L’euro, la cui svalutazione o rivalutazione è preclusa agli Stati che l’hanno adottato (poiché la sua gestione è appannaggio esclusivo della Bce) impone che l’aggiustamento degli squilibri macroeconomici avvenga attraverso riforme strutturali - promosse e attuate dagli Stati. Queste consentono allo Stato di rimanere competitivo attraverso la svalutazione del lavoro e non attraverso quella del cambio nominale.

L’assenza del rischio di cambio connessa all’euro favorisce la finanziarizzazione dell’economia e le riforme strutturali diventano il biglietto da visita degli Stati. Uno Stato dell’eurozona che si rifiuti d’implementare le riforme strutturali perde di credibilità agli occhi del mercato causando forti tensioni sistemiche in tutta l’eurozona. Da qui l’insistenza, spesso sfociata in vera è propria ingerenza, da parte dell’Ue.
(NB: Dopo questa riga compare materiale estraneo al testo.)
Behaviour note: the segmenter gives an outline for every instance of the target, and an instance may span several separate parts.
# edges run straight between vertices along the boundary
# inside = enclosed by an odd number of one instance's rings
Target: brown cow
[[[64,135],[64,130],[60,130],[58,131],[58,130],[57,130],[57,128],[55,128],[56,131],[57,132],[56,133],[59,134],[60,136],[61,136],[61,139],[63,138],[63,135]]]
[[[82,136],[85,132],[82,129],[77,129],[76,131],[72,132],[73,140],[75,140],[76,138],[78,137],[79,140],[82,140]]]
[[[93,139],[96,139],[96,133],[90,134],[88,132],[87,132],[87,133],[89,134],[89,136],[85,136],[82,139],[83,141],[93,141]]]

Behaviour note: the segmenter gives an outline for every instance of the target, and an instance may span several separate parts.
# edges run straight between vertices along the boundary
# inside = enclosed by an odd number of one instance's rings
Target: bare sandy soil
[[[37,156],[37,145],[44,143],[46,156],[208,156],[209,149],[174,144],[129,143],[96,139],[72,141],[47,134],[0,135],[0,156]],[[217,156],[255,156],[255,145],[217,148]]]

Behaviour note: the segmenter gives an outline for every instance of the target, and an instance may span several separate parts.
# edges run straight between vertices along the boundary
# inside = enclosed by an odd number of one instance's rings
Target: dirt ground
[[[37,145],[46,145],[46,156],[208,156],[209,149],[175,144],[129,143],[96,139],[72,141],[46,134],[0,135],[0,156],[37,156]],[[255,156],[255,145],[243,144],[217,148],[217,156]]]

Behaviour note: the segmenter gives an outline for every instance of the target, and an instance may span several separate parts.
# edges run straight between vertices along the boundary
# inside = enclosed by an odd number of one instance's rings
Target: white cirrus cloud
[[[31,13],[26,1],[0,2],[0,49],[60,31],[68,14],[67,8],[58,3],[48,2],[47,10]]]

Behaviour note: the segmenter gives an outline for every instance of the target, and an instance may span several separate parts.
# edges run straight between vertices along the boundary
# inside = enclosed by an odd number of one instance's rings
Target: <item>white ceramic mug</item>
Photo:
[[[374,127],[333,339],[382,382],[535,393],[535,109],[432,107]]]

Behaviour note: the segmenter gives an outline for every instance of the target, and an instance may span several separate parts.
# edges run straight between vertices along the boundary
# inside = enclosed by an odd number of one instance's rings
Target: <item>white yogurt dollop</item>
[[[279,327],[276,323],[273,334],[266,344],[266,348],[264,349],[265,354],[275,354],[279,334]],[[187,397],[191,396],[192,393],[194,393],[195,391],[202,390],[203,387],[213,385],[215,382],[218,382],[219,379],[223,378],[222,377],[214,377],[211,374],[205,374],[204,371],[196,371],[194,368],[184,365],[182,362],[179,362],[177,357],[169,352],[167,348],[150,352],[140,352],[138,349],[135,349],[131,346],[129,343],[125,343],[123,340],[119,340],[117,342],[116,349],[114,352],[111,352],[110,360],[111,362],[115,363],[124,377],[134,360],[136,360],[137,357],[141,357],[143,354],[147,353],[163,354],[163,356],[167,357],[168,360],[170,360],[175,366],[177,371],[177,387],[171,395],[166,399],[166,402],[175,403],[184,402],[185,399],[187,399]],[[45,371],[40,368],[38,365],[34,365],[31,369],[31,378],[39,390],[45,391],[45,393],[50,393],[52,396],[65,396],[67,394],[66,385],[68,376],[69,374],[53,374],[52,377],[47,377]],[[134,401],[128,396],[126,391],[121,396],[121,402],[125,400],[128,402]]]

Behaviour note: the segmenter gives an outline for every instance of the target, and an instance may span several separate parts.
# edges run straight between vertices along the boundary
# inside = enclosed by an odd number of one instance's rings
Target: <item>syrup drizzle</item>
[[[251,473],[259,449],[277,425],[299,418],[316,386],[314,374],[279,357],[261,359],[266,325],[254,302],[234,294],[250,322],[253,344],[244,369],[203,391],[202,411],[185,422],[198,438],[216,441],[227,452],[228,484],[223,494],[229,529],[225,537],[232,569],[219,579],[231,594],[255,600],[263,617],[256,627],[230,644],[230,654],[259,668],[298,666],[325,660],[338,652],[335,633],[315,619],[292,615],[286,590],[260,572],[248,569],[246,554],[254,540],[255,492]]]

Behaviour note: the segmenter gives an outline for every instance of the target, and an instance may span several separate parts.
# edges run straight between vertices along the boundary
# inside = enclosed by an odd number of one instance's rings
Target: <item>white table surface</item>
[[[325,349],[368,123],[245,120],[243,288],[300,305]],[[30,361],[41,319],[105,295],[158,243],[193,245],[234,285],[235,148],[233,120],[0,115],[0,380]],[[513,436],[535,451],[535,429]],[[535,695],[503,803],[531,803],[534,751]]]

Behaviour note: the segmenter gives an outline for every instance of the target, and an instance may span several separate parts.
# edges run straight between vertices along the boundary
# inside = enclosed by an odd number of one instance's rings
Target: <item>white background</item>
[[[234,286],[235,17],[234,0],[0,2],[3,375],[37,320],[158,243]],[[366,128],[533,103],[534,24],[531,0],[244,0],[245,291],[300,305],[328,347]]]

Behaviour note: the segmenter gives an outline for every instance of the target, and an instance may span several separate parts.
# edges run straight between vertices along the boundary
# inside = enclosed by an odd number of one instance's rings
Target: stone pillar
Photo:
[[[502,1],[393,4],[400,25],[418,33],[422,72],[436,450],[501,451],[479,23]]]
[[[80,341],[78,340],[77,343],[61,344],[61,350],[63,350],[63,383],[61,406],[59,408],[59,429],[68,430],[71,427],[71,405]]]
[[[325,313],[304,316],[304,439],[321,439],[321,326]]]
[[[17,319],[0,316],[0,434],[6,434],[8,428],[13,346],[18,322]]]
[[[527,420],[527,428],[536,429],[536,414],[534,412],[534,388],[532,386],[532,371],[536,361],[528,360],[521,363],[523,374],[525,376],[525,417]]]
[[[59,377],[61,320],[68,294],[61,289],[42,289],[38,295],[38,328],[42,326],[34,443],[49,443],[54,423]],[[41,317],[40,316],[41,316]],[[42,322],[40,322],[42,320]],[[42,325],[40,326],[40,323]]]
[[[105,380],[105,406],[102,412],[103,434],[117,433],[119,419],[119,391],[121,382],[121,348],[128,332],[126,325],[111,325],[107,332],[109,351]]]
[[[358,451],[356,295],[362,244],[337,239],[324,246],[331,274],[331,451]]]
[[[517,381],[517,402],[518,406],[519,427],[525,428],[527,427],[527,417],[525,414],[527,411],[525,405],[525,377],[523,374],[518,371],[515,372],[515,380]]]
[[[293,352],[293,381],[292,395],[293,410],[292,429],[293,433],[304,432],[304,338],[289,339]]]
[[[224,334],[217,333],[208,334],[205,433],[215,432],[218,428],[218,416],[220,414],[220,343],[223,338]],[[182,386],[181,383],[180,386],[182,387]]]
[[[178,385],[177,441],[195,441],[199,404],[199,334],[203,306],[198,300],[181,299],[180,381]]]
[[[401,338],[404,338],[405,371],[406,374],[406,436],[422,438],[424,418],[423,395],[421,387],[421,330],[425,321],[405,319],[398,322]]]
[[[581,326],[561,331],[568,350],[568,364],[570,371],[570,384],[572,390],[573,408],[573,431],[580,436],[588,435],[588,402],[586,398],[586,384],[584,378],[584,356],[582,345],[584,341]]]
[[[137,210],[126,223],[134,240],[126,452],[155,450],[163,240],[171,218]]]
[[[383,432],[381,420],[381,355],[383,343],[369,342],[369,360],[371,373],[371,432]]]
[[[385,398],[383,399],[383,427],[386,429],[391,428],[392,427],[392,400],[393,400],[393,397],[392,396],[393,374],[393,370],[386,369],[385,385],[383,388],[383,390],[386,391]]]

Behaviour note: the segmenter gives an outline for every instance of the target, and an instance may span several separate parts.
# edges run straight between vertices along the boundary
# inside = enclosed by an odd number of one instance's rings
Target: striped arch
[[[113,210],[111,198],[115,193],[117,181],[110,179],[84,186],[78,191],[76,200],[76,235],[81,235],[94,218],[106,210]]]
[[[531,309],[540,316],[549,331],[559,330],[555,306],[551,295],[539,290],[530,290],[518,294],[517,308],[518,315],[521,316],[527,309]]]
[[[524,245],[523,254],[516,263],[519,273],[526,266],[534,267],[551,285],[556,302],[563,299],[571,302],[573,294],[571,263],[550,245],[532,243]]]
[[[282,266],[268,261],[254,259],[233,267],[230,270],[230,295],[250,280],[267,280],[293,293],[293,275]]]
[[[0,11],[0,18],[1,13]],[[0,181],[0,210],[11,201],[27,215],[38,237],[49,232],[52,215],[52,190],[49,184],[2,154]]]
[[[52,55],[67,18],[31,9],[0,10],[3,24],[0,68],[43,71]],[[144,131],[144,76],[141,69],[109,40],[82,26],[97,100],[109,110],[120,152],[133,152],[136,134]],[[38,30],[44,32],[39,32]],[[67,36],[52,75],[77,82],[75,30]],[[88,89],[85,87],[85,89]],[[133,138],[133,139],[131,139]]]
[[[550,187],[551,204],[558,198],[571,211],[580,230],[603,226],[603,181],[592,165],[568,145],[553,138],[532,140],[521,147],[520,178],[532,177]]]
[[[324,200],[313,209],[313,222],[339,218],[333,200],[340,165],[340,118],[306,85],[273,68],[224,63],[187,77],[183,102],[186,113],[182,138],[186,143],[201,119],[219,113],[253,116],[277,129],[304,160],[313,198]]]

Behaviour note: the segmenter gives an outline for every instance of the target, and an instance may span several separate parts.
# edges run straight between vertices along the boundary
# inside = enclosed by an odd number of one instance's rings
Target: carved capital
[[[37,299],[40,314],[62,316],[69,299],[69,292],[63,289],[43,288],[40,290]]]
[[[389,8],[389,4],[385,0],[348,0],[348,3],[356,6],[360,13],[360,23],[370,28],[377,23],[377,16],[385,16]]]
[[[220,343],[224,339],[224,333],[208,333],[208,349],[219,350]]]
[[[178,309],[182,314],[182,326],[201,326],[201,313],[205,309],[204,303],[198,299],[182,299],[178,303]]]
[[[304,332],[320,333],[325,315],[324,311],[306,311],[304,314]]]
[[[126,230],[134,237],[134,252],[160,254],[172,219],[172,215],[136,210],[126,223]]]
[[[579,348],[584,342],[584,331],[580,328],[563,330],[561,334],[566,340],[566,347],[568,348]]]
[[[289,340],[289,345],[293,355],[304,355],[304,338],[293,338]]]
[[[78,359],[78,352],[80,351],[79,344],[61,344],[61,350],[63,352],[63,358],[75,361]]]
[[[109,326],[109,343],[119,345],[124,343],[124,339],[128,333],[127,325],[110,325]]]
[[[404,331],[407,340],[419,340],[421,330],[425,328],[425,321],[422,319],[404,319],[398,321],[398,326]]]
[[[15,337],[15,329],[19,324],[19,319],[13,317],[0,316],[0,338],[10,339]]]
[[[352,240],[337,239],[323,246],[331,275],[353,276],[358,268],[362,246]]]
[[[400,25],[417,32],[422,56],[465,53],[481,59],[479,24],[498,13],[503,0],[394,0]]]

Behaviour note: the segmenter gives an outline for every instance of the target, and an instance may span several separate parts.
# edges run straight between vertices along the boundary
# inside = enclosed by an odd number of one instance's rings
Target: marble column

Rendere il fattore lavoro flessibile, istituire il pareggio di bilancio come colonna portante delle ideologie politiche nazionali, ridurre il deficit pubblico, contenere i debito pubblico anche quando questo non rappresenta un problema per la stabilità del Paese, sono tutte riforme strutturali pensate per rendere il Paese competitivo in regime economico, a misura di mercato, plasmato dall’euro.